Me quedé de pie, a unos metros de Derek, sin saber qué hacer. Él giró la cabeza lentamente, como si hubiera estado esperando exactamente ese momento.
—Hola, Amelia.
Su voz era grave, tranquila, casi hipnótica.
—Hola —respondí, odiando lo nerviosa que sonaba.
Él sonrió apenas, esa media sonrisa que parecía esconder un secreto.
—¿Vienes a huir también?
Fruncí el ceño.
—¿Huir?
—Del pueblo, de sus miradas, de sus reglas —explicó, señalando con un gesto vago hacia la costa, donde se veían las luces de las casas encendidas—. Aquí todos parecen vivir en una vitrina.

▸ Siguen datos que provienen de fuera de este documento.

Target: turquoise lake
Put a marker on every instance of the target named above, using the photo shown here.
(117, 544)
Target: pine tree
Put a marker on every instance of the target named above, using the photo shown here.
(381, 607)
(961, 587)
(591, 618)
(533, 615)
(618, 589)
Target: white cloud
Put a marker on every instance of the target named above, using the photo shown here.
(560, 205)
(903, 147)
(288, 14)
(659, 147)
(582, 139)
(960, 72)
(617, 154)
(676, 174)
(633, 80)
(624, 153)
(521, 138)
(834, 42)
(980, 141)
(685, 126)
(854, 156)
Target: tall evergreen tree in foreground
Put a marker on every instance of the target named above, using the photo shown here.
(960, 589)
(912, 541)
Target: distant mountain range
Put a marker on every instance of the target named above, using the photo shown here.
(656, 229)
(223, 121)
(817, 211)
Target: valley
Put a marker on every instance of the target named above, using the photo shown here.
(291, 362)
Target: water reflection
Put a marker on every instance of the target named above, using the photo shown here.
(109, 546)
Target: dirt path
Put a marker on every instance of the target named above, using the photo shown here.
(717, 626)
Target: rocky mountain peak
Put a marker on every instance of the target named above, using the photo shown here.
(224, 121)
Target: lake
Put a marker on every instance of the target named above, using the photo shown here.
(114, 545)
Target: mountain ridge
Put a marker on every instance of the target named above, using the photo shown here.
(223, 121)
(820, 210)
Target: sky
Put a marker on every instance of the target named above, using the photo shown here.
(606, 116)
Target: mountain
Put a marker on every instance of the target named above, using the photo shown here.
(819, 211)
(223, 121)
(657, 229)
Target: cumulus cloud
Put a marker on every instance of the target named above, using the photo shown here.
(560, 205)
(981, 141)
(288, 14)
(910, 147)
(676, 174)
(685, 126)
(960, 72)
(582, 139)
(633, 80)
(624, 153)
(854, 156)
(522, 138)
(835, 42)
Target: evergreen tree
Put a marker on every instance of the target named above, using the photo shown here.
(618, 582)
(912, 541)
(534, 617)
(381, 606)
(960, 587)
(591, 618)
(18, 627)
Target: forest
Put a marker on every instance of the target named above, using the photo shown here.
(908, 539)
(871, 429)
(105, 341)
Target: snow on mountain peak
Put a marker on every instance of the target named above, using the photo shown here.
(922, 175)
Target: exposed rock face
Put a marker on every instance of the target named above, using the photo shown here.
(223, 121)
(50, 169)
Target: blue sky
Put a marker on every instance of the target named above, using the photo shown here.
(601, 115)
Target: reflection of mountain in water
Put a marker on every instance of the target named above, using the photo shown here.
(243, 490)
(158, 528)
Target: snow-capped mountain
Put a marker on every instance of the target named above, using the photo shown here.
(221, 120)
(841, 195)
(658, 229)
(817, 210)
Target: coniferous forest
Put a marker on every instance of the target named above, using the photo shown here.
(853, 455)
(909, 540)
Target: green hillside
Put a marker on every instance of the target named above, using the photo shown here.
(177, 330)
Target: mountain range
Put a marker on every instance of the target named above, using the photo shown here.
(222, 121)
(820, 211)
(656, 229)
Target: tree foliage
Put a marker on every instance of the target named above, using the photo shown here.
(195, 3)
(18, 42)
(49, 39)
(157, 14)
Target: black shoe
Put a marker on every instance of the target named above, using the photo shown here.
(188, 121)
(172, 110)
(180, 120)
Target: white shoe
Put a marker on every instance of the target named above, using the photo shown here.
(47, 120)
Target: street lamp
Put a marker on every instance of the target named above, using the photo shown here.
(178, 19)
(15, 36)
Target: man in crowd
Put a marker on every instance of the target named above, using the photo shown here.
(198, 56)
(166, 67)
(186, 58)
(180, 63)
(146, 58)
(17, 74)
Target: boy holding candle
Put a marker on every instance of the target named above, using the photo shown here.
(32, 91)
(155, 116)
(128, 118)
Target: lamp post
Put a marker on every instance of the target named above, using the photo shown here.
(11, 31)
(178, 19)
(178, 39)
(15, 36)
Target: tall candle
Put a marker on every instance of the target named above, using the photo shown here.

No supe qué responder. Porque, aunque me molestaba admitirlo, tenía razón.
Derek se incorporó de la barandilla y caminó hacia mí con calma. Cada paso parecía calculado, como si disfrutara prolongar la tensión. Cuando estuvo lo suficientemente cerca, se inclinó un poco para mirarme directamente a los ojos.
—Tú no perteneces a esa vitrina, Amelia.
El aire se me quedó atascado en los pulmones.
¿Cómo podía saber algo así de mí, si apenas me conocía?
—No me conoces —dije al fin, con un hilo de voz.
—Quizá no —concedió él—. Pero sé reconocer a alguien que quiere volar aunque le hayan cortado las alas.
La intensidad de sus palabras me desarmó. Bajé la vista, incapaz de sostenerle la mirada.
Él rió suavemente, como si mi incomodidad le resultara divertida.
—Tranquila, no voy a decírselo a nadie. Será nuestro secreto.
Sentí un escalofrío recorrerme. Un secreto. Como si no tuviera ya suficientes cosas que ocultar de mi madre y de todo el pueblo.
—¿Siempre hablas así? —pregunté, intentando sonar sarcástica para disimular mi nerviosismo.
—¿Así cómo? —respondió con fingida inocencia.
—Como si lo supieras todo.
Su sonrisa se ensanchó.
—Porque lo sé.
Lo miré incrédula, y él rió. Esa risa… no era estruendosa, sino contenida, casi burlona, pero tenía algo contagioso. Por un momento, olvidé la tensión y reí también.
Fue entonces cuando me di cuenta de lo peligroso que era Derek.
No porque pudiera hacerme daño, sino porque podía hacerme olvidar que debía protegerme.
Nos quedamos un rato en silencio, escuchando el mar. La luna comenzaba a asomar, tiñendo el agua de plata. Por un instante, parecía que estábamos en un mundo aparte, lejos de las miradas del pueblo, lejos de todo.
Hasta que un grito nos sobresaltó.
—¡Amelia! —era la voz de mi madre, a lo lejos.
El corazón me dio un vuelco. Ella estaba buscándome. Si me veía con Derek, sería un escándalo.
Él lo entendió de inmediato.
—Ve —me dijo en voz baja, dándome un paso de ventaja—. No te preocupes, yo ya estaba por irme.
Corrí de regreso por el muelle, con el corazón golpeando en mi pecho. Y mientras me alejaba, escuché su voz, apenas un susurro perdido en el viento:
—Hasta pronto, Amelia.
Corrí hasta llegar a la plaza, donde la luz de los faroles iluminaba las calles adoquinadas. Mamá estaba de pie, con los brazos cruzados y el ceño fruncido, como si pudiera oler la desobediencia a kilómetros de distancia.
—¿Dónde estabas? —preguntó con ese tono que no era un grito, pero dolía más que uno.